Consistent with previous studies 43, 44, 45, we found that higher income was a predictor of BRCA testing for this population and concerns about cost were associated with lower odds of testing. Similarly, in a recent analysis of a national sample of 3628 individuals whose clinicians ordered a comprehensive BRCA testing, most were White, college educated, with higher incomes 44. Another recent study examined factors associated with BRCA testing among 440 Black breast cancer patients and found that healthcare provider referral, private health insurance, and household income greater than $35,000 were associated with genetic counseling and testing 45. Similarly, Jones et al. 43 found that among 340 young Black breast cancer survivors, income, education, and lack of access to healthcare services due to high out of pocket costs predicted BRCA testing. While the cost of genetic testing has substantially decreased, racial and socioeconomic disparities in the use of testing still exist 4, 46. Black women diagnosed with breast cancer with lower incomes may experience cost‐related barriers to having genetic testing. Most genetic testing companies now offer financial assistance programs to assist patients with economic barriers; healthcare providers can explore these options to assist patients in need.

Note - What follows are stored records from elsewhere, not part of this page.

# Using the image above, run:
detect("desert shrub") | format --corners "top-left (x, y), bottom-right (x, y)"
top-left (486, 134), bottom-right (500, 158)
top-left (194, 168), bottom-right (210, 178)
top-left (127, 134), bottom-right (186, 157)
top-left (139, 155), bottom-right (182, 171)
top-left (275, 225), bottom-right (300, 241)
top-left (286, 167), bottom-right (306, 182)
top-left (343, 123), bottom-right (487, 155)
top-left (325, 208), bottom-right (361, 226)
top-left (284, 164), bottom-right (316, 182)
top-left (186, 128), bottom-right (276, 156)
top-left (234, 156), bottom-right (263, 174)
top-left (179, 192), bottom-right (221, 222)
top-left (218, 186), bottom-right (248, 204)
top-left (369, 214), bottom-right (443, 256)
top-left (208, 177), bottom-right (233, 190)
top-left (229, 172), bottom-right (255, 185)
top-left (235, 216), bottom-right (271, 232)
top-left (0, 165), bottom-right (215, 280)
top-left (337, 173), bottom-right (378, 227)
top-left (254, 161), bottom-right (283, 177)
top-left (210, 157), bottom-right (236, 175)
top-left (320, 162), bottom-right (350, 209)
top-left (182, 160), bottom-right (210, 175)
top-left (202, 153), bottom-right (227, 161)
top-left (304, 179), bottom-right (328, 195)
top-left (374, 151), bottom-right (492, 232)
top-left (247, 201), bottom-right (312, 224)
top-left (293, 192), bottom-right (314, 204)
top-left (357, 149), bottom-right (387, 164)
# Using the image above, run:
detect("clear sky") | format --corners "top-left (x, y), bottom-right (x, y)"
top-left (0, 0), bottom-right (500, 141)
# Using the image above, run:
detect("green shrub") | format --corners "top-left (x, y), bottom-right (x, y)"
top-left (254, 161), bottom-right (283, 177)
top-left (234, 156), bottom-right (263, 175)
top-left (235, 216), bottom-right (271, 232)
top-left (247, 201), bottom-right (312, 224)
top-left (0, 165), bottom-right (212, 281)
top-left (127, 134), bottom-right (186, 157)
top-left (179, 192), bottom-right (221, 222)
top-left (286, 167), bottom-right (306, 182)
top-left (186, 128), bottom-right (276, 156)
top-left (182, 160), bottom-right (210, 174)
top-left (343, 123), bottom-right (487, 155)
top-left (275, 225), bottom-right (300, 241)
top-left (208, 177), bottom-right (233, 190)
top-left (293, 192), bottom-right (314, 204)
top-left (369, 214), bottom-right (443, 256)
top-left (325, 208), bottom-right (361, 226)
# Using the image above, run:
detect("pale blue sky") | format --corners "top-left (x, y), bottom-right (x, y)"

BRCA mutation risk category, created using age at diagnosis, family history, and Ashkenazi Jewish heritage based on the NCCN 2007 clinical practice guidelines, strongly predicted BRCA testing in this study. As expected, Black women with a higher mutation risk based on age at diagnosis and family history were more likely to report having testing. The 2007 NCCN guidelines recommend genetic testing for women diagnosed at age 40 and younger; in our sample, approximately 30% of the Black women diagnosed with breast cancer were categorized as having a high BRCA mutation risk. The NCCN guidelines has been recently updated and testing is now recommended for women with a personal history of breast cancer diagnosed at age 45 and younger and individual's diagnosed with TNBC at age 60 and younger 47, potentially making more Black women eligible for testing. Despite these existing guidelines, previous studies have found that Black women diagnosed with breast cancer are less likely to receive a physician recommendation for testing compared to White breast cancer patients 2, 41, 43, 44. The role of healthcare providers in identifying appropriate individuals for testing and ensuring that genetic testing is completed to identify patients with a hereditary cancer syndrome should be emphasized.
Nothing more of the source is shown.